Once again, I’ll try to explain The Thing That Keeps Getting Me in Trouble:

Let’s choose as our examples two cryptos of very different types: Ether and GRS. I hold swags of both. I like both. But I think there is a lack of discussion about the correct development models for both.

One is ‘integrationist,’ and the article outlines clearly how that works, the crypto in question becomes embedded.

The other is more so a ‘pure currency-function’ instrument; and I came to work in the GRS community specifically because (a) cryptos like GRS are what I think of as ‘real’ cryptos – certainly in their political potential to function without much attachment to the legacy banking-system – and (b) the GRS dev team is doing an almost perfect job of developing GRS for currency function.

There is nothing conspiratorial here at all*. Just the observation that a ‘grass roots’ approach suits us best: we should manage some international meet-ups in the next couple of years. We should be oriented to developing HODL-ing/trading/educational networks in our home communities.

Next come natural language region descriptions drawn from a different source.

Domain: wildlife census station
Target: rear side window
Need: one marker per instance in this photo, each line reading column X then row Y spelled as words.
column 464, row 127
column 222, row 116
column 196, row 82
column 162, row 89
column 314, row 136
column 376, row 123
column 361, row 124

[Early next year, I will approach the guys at Tux exchange, to ask them about the theoretical notion of a trading-pair that trades GRS only in) blocks of 10,000 – OTC should be second nature to a crypto of GRS’s type.]

*What seems to upset folks – and the crazy history of cryptos makes it a reasonable suspicion – is that anywhere where members of a community co-operate at all, then the intent must be dishonest.